G20-Gipfel - nach den Ausschreitungen

Der Tag nach der Krawallnacht: Ein Mann schaut sich am 8. Juli im Hamburger Schanzenviertel die Verwüstung an.

(Foto: Daniel Bockwoldt/dpa)
  • Viele Hamburger wurden im Zuge des G-20-Gipfels geschädigt. Bund und Land haben einen Härtefallfonds bereitgestellt. Doch der zahlt nur, wenn etwas kaputt gegangen ist.
  • Die Läden und Gaststätten vor Ort litten am G-20-Wochenende unter Umsatzeinbußen.

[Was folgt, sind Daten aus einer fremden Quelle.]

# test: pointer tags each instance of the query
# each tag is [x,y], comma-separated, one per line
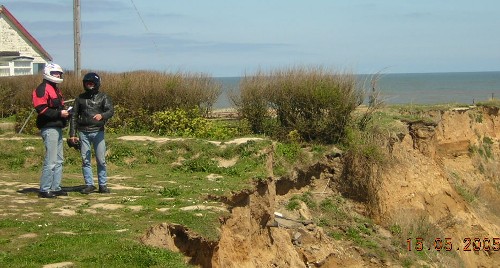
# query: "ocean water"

Sie fordern, ebenfalls aus dem Fonds entschädigt zu werden.
  • Eine Antwort auf ihre Forderung haben sie bislang nicht erhalten.

Von Thomas Hahn, Hamburg

Tom hat jeden Tag ein Zeichen der Zerstörung vor Augen. Die Glastür zu seinem Schirmmützen-Laden Manystyles an der Straße Schulterblatt im Hamburger Schanzenviertel ist gesplittert. Aber das stört ihn nicht besonders. Die kaputte Scheibe ist auch keine Erinnerung an die schrecklichen Krawalle während des G-20-Gipfels Anfang Juli. "Das ist vom 1. Mai vor zwei Jahren", sagt Tom, den G-20-Gipfel hat der Laden ohne weiteren äußerlichen Schaden überstanden. "Ich hatte zum Glück ein Rolltor."